Israeli identity security company Silverfort said Tuesday it has acquired Fabrix Security, an AI-native identity security startup, in a deal aimed at expanding its platform for the era of AI agents and non-human identities.
The companies did not disclose the terms of the deal.
Silverfort said the acquisition will allow it to deliver autonomous identity security at runtime, using Fabrix’s AI-based decisioning engine together with Silverfort’s Runtime Access Protection technology. The combined platform is designed to help enterprises decide and enforce, in real time, what each human, machine or AI agent can access.
The deal was completed during the war, which the companies said reflected the resilience of Israel’s technology sector and its ability to continue building and growing under difficult conditions.

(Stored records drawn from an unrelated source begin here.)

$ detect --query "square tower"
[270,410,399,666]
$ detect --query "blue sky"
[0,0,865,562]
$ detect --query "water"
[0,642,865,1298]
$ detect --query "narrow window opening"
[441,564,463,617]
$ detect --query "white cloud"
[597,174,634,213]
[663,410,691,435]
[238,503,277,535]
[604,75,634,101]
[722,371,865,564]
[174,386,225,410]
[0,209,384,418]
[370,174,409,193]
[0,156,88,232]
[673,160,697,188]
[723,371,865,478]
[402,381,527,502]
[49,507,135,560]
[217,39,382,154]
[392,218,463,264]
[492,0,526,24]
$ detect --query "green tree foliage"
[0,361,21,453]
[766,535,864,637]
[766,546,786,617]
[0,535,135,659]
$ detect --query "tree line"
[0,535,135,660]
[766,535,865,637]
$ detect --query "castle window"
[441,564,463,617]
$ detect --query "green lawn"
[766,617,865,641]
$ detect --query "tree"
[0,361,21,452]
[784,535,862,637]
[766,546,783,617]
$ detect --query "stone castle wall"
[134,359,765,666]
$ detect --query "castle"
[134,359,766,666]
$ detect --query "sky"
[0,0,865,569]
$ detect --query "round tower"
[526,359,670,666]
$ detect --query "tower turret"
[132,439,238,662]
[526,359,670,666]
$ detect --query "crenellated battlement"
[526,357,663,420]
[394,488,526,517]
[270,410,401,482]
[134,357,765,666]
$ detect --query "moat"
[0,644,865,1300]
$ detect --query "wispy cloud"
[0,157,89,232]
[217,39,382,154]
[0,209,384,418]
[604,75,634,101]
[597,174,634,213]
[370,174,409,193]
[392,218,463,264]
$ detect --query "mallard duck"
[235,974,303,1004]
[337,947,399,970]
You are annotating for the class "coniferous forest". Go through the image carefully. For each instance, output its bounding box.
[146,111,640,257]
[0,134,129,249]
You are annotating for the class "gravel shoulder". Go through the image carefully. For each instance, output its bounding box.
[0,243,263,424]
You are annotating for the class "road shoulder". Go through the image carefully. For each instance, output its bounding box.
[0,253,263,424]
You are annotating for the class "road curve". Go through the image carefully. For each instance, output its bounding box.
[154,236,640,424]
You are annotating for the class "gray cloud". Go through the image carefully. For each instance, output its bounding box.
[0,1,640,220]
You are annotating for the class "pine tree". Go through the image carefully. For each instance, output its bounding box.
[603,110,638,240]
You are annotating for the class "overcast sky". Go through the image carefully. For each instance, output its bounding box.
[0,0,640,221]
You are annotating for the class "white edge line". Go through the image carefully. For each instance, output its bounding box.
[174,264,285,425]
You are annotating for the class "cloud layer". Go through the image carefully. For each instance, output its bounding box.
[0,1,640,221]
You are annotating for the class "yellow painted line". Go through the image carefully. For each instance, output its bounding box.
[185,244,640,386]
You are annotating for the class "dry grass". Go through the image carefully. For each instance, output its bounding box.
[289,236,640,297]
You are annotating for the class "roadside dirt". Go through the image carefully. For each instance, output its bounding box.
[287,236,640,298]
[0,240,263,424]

Silverfort has raised more than $222 million to date and employs about 600 people worldwide, roughly half of them in Israel. The acquisition follows Silverfort’s purchase of Israeli cloud identity security company Rezonate in November 2024.
Fabrix, which emerged from stealth seven months ago, was founded by CEO Raz Rotenberg, a former founding engineer at Run:ai, which was acquired by Nvidia, and CTO Ofir Yakovian, a former tech lead at Orca Security and Microsoft Entra. VP R&D Roee Oz previously served as chief architect for Microsoft Defender for Cloud and led Microsoft’s AI security incubation.
The Tel Aviv-based startup raised $8 million from Norwest, toDay Ventures and Jibe Ventures, as well as founders and executives from Google, Palo Alto Networks, Cyera, Microsoft, Tenable and Nvidia. Its employees will join Silverfort.
Silverfort said the acquisition addresses one of the growing challenges facing large organizations: managing access decisions for non-human identities and AI agents at a speed and scale that traditional identity tools cannot handle.
“Today, identity security and access control rely on rules that are created at ‘admin time,’ attempting to pre-define access. But in the AI era, it’s becoming impossible to keep up, and organizations are rapidly losing control,” said Hed Kovetz, CEO and co-founder of Silverfort. “The only way to mitigate this risk without stopping the business is to make access decisions at runtime, using AI and deep context.”
Kovetz said Fabrix’s technology would help Silverfort protect human, non-human and agentic identities dynamically and continuously through a runtime AI decisioning engine.
Raz Rotenberg, CEO and co-founder of Fabrix, said the company was founded to make identity security easier, faster and more scalable through an AI-native approach.
“By joining Silverfort, we can bring this transformation to the largest companies in the world and combine our AI engine with Silverfort’s runtime enforcement to create something no one has achieved before,” he said.
Fabrix’s technology will add AI-driven authorization and access control for humans, machines and AI agents; AI agents to help customers operate Silverfort’s platform; broader Just-in-Time access coverage; and an identity knowledge graph that analyzes access activity, organizational context and intent.
Most of the joint capabilities resulting from the acquisition are expected to become available in the second half of 2026.
Silverfort says it serves more than 1,000 customers, including some of the world’s largest enterprises.